Schoolkids join fight to save SoBo park

Schoolkids join fight to save SoBo park
By Alka Dhupkar

Schoolchildren gave up their Sunday morning recreation to protest against a BMC proposal to cut through the Kamala Nehru Park in Malabar Hill and build a road.

They gathered at the park and vowed not to let the civic body shrink one of the city’s most loved green spaces.

“If BMC workers come here with their axes, we will hug every tree and won’t let them damage the park,” Chirag Ramani, who lives nearby and uses the park’s walkway to reach his school.

Residents fear around 100 trees might be chopped to make way for the proposed 535-metre road. If approved, the project will eat up 2,540.55 square metres of the garden.
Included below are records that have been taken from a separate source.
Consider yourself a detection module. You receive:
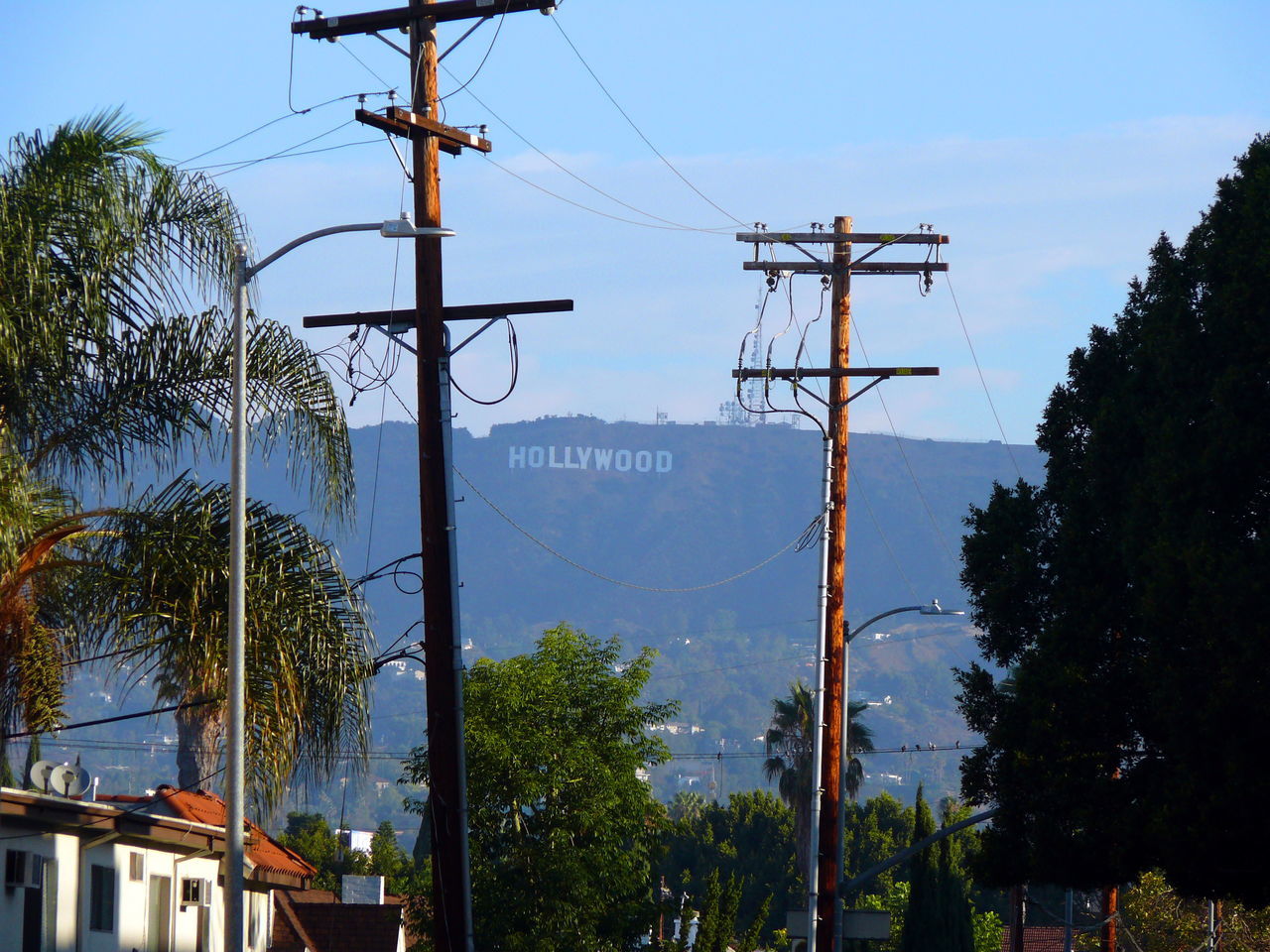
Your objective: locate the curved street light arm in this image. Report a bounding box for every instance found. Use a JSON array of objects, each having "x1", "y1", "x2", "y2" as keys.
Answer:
[{"x1": 839, "y1": 806, "x2": 1001, "y2": 897}]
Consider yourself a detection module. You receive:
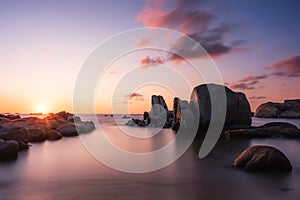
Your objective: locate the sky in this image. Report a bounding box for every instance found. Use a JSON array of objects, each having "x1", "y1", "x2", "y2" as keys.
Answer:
[{"x1": 0, "y1": 0, "x2": 300, "y2": 113}]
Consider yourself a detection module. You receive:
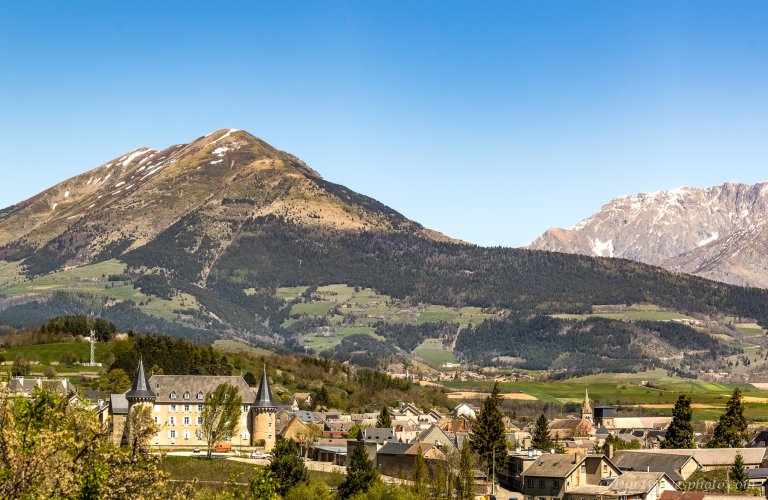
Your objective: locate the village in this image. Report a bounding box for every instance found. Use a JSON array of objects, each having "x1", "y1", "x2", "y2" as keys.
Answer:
[{"x1": 5, "y1": 362, "x2": 768, "y2": 500}]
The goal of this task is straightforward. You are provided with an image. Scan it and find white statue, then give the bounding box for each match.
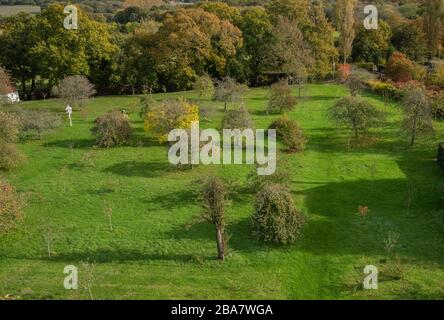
[65,104,72,127]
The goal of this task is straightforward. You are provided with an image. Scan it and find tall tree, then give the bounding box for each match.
[302,1,339,78]
[28,4,116,85]
[266,17,313,94]
[336,0,356,64]
[239,7,273,84]
[266,0,310,29]
[392,21,427,61]
[150,8,243,89]
[352,19,392,64]
[0,13,39,97]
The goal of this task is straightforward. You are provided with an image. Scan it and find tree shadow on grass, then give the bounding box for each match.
[43,139,96,149]
[103,161,175,178]
[35,248,199,263]
[301,179,444,265]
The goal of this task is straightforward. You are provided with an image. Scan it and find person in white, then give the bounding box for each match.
[65,104,72,127]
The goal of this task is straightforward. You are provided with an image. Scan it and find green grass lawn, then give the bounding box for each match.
[0,85,444,299]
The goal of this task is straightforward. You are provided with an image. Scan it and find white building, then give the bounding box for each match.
[0,91,20,103]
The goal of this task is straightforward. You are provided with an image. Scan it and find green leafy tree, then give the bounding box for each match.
[352,19,392,64]
[328,96,384,138]
[423,0,444,57]
[403,84,433,147]
[0,13,40,97]
[336,0,356,64]
[392,21,427,61]
[252,183,305,245]
[266,79,297,113]
[28,4,116,86]
[194,74,215,100]
[202,177,228,260]
[214,76,248,112]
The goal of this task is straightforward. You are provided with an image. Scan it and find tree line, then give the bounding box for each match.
[0,0,444,97]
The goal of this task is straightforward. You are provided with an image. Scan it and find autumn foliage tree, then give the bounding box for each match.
[386,52,413,82]
[93,111,132,148]
[252,183,304,245]
[403,84,433,147]
[328,96,384,138]
[52,75,96,107]
[145,100,199,142]
[266,79,297,113]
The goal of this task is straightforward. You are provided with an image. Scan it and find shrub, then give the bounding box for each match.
[52,75,96,107]
[0,111,23,170]
[402,83,433,147]
[269,117,307,152]
[202,177,228,260]
[266,79,297,113]
[0,180,23,234]
[328,96,384,137]
[368,80,403,100]
[0,142,24,170]
[93,111,132,148]
[137,95,156,119]
[386,52,414,82]
[145,100,199,142]
[222,107,254,130]
[0,111,19,143]
[247,154,292,192]
[214,76,248,111]
[428,91,444,119]
[252,184,304,244]
[194,74,215,100]
[429,65,444,88]
[12,108,62,139]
“We feel safe to walk here as there are no cars or two-wheelers. We also run and play on this hill. Why does the BMC want to take this space away from us?” asked another student, Jyoti Genta.

“Motorists who want a new road should first visit the garden. We will show them how the road will destroy all this beauty.”

Devidas Patharkar, a drawing teacher, said that they were not against new infrastructure. " The question is do we really want to ruin this beautiful place for a road?"

The BMC has proposed to convert the Chiranji Lolyalka Marg, also known as Siri Road Hilly Walkway, into a one-way vehicular road. Pedestrians have been using the road to walk to the main road from the park for several years now. The park area comes under the coastal regulation zone (CRZ) and the municipal corporation will have to seek permission from the Union Environment Ministry for the road.

Last week, residents launched a campaign to save the green stretch by painting messages like ‘Mala kapu naka (don’t axe me)’ and ‘save us from BMC’ on the trees and walls at the park.

The Shiv Sena, which runs the civic body in an alliance with the BJP, has also opposed the project, a brainchild of BJP legislator Mangal Prabhat Lodha.

“We will give residents our full support to save the garden. We cannot lose such green spaces in the name of development,” said Sena MP Arvind Sawant. By
Congress corporator Anjana Yadav, who is a member of the BMC’s improvement committee, said that the party would oppose the proposal in the next meeting. “When we met residents during the field visit, their anger was evident. I completely understand their concerns and support them,” she said.

Sanjay Shirke, who represents Gagangiri Maharaj Temple Trust, one of the groups spearheading the campaign to save the park, said that residents would take to the streets if officials didn’t scrap the project.

BJP LEADER DEFENDS PROJECT

Lodha said that only a handful of people were opposed to the project. “If we don’t build this road, then within five years the hill will be encroached upon. I am ready to meet people and listen to their suggestions,” he said, adding that the road was an important project for south Mumbai which has not seen any new infrastructure in the past 10 years.

Lodha said that experts from IIT, Bombay, had studied the project and 3,000 residents had signed a support document.